9. A fundamentação é deficiente por não se alicerçar corretamente no disposto no n.º 3 do artigo 82.º, na medida em que inverte absolutamente a sua lógica por se basear num mero incidente para fundamentar o atraso no decurso da audiência, quando em alternativa deveria verificar a data em que estava marcado o julgamento e fazer a análise se aquilo que se impunha fazer seria ou não susceptível de retardar intoleravelmente o processo penal. Ao fazê-lo o Tribunal decidiu contra legem.
10. Significa que não se encontra, nem parece ser possível fundamentar, a existência de qualquer desvantagem para o processo penal, pois o pedido de reembolso e o referido incidente, conforme melhor demonstrado supra, pela sua simplicidade não o retarda intoleravelmente.

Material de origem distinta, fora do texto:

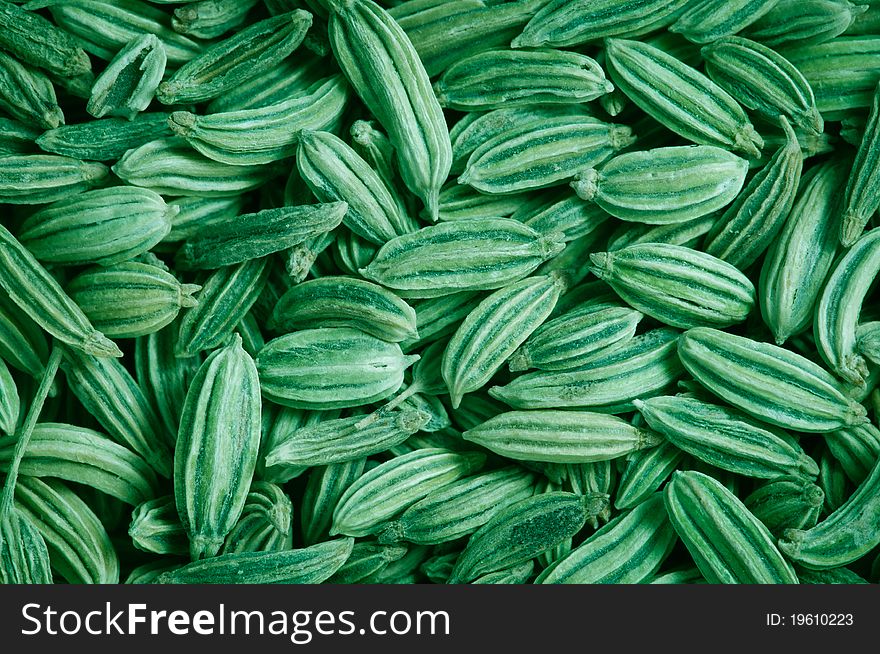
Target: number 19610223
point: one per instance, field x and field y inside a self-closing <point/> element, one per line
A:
<point x="810" y="620"/>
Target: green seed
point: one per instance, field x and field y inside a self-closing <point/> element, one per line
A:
<point x="217" y="447"/>
<point x="35" y="291"/>
<point x="330" y="368"/>
<point x="628" y="550"/>
<point x="560" y="436"/>
<point x="393" y="486"/>
<point x="786" y="503"/>
<point x="643" y="366"/>
<point x="130" y="299"/>
<point x="676" y="285"/>
<point x="846" y="535"/>
<point x="466" y="256"/>
<point x="106" y="139"/>
<point x="129" y="82"/>
<point x="308" y="565"/>
<point x="839" y="307"/>
<point x="104" y="226"/>
<point x="28" y="95"/>
<point x="523" y="530"/>
<point x="256" y="235"/>
<point x="693" y="180"/>
<point x="680" y="97"/>
<point x="227" y="63"/>
<point x="771" y="383"/>
<point x="560" y="23"/>
<point x="504" y="78"/>
<point x="726" y="438"/>
<point x="494" y="330"/>
<point x="728" y="543"/>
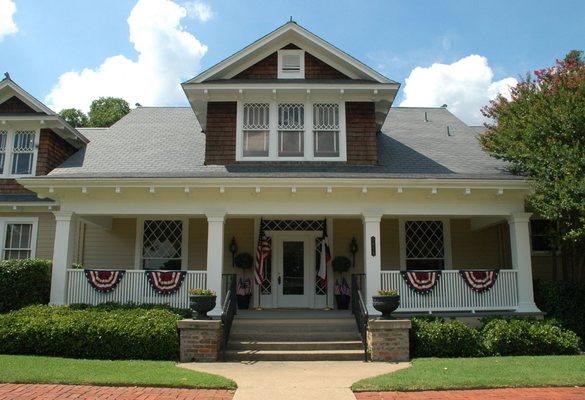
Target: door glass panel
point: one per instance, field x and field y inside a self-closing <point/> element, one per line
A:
<point x="293" y="266"/>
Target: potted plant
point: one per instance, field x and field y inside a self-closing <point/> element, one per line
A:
<point x="201" y="302"/>
<point x="244" y="287"/>
<point x="341" y="264"/>
<point x="387" y="301"/>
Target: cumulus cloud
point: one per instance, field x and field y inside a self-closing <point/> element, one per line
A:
<point x="465" y="86"/>
<point x="7" y="24"/>
<point x="200" y="11"/>
<point x="167" y="54"/>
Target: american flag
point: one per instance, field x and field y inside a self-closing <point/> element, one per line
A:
<point x="262" y="253"/>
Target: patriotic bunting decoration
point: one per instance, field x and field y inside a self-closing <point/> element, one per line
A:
<point x="103" y="281"/>
<point x="166" y="282"/>
<point x="421" y="282"/>
<point x="479" y="281"/>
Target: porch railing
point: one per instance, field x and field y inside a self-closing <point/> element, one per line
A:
<point x="453" y="294"/>
<point x="133" y="288"/>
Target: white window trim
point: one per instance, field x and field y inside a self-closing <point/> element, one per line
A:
<point x="9" y="154"/>
<point x="288" y="75"/>
<point x="309" y="153"/>
<point x="140" y="239"/>
<point x="446" y="239"/>
<point x="34" y="221"/>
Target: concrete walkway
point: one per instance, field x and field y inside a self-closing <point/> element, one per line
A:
<point x="307" y="380"/>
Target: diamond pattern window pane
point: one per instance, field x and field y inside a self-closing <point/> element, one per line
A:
<point x="424" y="239"/>
<point x="161" y="247"/>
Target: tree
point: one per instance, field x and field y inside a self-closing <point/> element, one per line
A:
<point x="540" y="131"/>
<point x="106" y="111"/>
<point x="74" y="117"/>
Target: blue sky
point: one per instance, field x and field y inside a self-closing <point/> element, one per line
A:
<point x="181" y="38"/>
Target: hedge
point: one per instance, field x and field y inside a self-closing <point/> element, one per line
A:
<point x="105" y="332"/>
<point x="24" y="282"/>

11. De resto, tendo o ISS, IP junto um documento autêntico a provar os montantes pagos para que possa ser ressarcido, não havia qualquer fundamento razoável para supor que a resolução das questões suscitadas pelo pedido de indemnização geraria incidentes que retardariam intoleravelmente o processo penal, nem parece fazer sentido uma sentença surpresa como esta ora em análise.
12. Face ao exposto, conclui-se que o despacho recorrido, ao remeter as partes para os tribunais civis, violou o disposto no artigo 71.º e no n.º 3 do artigo 82.º, ambos do CPP.

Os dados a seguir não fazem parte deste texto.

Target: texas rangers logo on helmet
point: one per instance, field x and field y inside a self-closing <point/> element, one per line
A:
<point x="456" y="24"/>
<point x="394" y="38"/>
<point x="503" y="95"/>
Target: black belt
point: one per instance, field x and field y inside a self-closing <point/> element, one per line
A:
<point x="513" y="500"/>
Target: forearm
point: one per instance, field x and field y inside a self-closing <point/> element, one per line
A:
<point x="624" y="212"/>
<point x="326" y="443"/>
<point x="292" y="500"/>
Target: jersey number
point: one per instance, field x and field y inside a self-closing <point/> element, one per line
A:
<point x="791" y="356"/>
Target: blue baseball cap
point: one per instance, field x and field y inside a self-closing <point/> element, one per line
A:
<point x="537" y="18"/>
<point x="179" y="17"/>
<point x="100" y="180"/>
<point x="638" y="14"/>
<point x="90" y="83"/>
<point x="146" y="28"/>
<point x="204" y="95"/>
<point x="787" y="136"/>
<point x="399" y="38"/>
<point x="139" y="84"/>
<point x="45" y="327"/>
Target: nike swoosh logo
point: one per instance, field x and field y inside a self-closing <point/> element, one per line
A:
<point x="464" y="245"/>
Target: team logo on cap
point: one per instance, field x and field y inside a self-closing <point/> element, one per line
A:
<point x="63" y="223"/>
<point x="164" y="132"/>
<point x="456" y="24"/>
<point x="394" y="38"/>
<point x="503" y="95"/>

13. O despacho recorrido violou ainda os artigos 97.º, n.º 5, 118.º e 123.º do CPP.
14. Mais grave ainda, o despacho recorrido viola expressamente o artigo 1.º e 2.º do Decreto-Lei n.º 59/89, de 22 de fevereiro, porquanto existe norma expressa para que o pedido de reembolso seja feito diretamente na ação penal. Por outro lado, em caso algum poderá haver remessa para o processo civil, porque contrariamente ao que acontece no processo-crime em que o Centro Nacional de Pensões é tido como lesado nos termos e para os efeitos do artigo 74.º do CPP e faz pedido de reembolso sem precisar de se encostar ao pedido civil das partes, no processo civil já não é assim, dado que nesse caso o pedido de reembolso está dependente do pedido de indemnização civil (leia-se os artigos 1.º e 2.º do Decreto-Lei n.º 59/89, de 22 de fevereiro).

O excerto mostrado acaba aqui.